Optimize Hardware Usage with Platform Profiler Analysis
When you want to understand how well your software application leverages available hardware resources, use the Platform Profiler analysis type in Intel® VTune™ Profiler to optimize your hardware configuration.
This analysis type displays several metrics that you can use to improve hardware usage:
- High-level system configuration information: processor, memory, storage layout, PCIe* and network interfaces
- Performance metrics: CPU utilization, cycles per instruction (CPI), memory and disk input/output (I/O) utilization, memory and disk I/O throughput, power consumption, and more.
Figure 1. High-level system configuration view from Platform Profiler
Who Should Use Platform Profiler Analysis
You benefit from Platform Profiler analysis if:
-
You are a software developer and you want to understand the behavior of your workload. Use Platform Profiler analysis as a lightweight tool to triage and identify potential bottlenecks like CPU, memory, disk, and network devices.
-
You are a performance engineer and you want to analyze hardware behavior for long running workloads. Use Platform Profiler analysis to identify when your system exhibits low performance. Tune your hardware configuration based on analysis results
How Platform Profiler Analysis is Different
A unique feature of Platform Profiler is its ability to provide system-level performance data over long periods of execution. While other analysis types in VTune Profiler are better suited for smaller workloads and shorter runtimes (~few minutes), you can run Platform Profiler analysis for several hours.
Running Platform Profiler analysis does not prevent you from using your system for other purposes simultaneously. This analysis type runs in the background and you can stop data collection at any time to view results.
Run Platform Profiler Analysis
Get the Tool
Platform Profiler is available as an integrated analysis type in VTune Profiler (versions 2021.5.0 and newer).
Download VTune Profiler:
- As a standalone tool
- With the Intel® oneAPI Base Toolkit
- With the Intel® System Bring-Up Toolkit
Configure and Run the Analysis
Interpret Analysis Results
Let us look at an analysis results from a sample application. We use a movie recommendation system application from the Spark* Training GitHub* website.
The underlying platform uses
- A two-socket Haswell server (Intel® Xeon® CPU E5-2699 v3) with Intel® Hyper-Threading Technology enabled
- 72 logical cores
- 64 GB of memory
The server runs the Ubuntu* 14.04 operating system.
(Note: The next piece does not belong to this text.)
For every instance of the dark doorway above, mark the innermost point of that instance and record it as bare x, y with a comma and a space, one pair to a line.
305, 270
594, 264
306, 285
The code is run in Spark on a single node:
spark-submit --driver-memory 2g --class MovieLensALS --master local[4] movielens-als_2.10-0.1.jar movies movies/test.dat
When you run the command above, Spark runs in local mode with four threads specified with the --master local[4] option.
In local mode, there is only one driver, which acts as an executor. The executor spawns the threads to execute tasks. There are two arguments that you can change before launching the application - the driver memory (--driver-memory 2g) and the number of threads to run with (local[4]).
Our goal is to see how we stress the system by changing these arguments. We also want to use data from Platform Profiler analysis to identify patterns during execution, if any.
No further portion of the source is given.